Build a Pipeline for Harvesting Medium Top Author Data

How to Use Luigi and Docker to Build a Simple Data Engineering Pipeline for Medium

Introduction

The idea for this project started when some Python scripts I wrote for a data engineering pipeline got out of control:

  • The pipeline required thousands of API calls to a REST service, each downloading a JSON file.
  • Some parts of the pipeline took a long time to run and the process would sometimes fail.

My process looked like this:

These cumulative API calls added up:

  • fetch parents (1 request)
  • for each parent fetch child (150 requests)
  • for each child fetch info (5000 requests)
  • for each info fetch configuration items (14,000 requests…that’s a lot!)

This was a quirk of the API I was using; there was no way to make bulk requests. There were many issues:

  • The sequence took hours to run
  • If something failed, it was difficult to work out where to restart from
  • There was no way to check progress; if the scripts had been running for an hour, were they nearly done yet?

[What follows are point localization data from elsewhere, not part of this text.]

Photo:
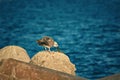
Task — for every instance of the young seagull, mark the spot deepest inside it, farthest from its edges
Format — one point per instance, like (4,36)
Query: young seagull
(48,42)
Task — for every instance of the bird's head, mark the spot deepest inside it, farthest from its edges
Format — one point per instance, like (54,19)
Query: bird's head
(55,44)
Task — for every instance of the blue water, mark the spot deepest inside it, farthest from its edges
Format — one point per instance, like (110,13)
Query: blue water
(88,31)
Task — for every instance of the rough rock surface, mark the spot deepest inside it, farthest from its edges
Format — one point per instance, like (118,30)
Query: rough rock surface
(112,77)
(11,69)
(54,60)
(15,52)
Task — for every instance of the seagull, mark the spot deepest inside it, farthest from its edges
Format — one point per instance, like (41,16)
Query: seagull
(48,42)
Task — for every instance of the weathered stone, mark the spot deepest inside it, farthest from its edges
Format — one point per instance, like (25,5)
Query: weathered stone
(54,60)
(112,77)
(17,70)
(15,52)
(3,77)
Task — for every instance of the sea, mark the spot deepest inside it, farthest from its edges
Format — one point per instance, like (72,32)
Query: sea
(87,31)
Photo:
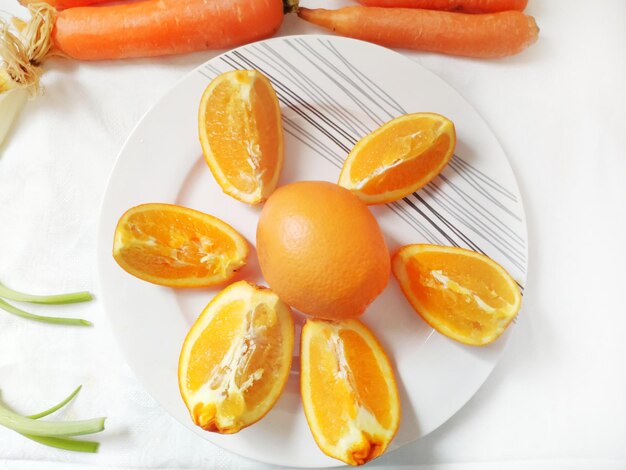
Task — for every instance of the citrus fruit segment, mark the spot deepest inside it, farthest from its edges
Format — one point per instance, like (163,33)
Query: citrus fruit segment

Consulting Google, I found that my design was spookily similar to this example of how not to do things:

This thing had grown into a monster.

Luigi To The Rescue

I looked around for a lightweight data engineering framework which could support:

A famous plumber
  • Workflow orchestration
  • Parallel processing
  • Simple deployment
  • A quick learning curve

With those requirements in mind, Spotify Luigi looked just right:

Luigi is a Python module that helps you build complex pipelines of batch jobs. It handles dependency resolution, workflow management, visualization etc.

Spotify use Luigi for their data engineering batch jobs which recommend music, for example the Discover Weekly playlists (and I’m generally quite pleased with Discover Weekly’s choices for me, despite a recent disco epidemic).

My face when I saw Luigi do all the things

Luigi was surprisingly satisfying to work with, and I wondered how I could use it again outside of my day job. I thought of reusing the approach in a pipeline to harvest data about top Medium authors, and the text below describes a simple framework for a data engineering pipeline which could be reused in other domains.

This is geared towards data engineering vs data science, although the modular architecture of Luigi should make the addition of analytics components straightforward. Put another way, this is a system design for extracting data, rather than an approach for analyzing and deriving insights from the data (maybe a topic for a future story).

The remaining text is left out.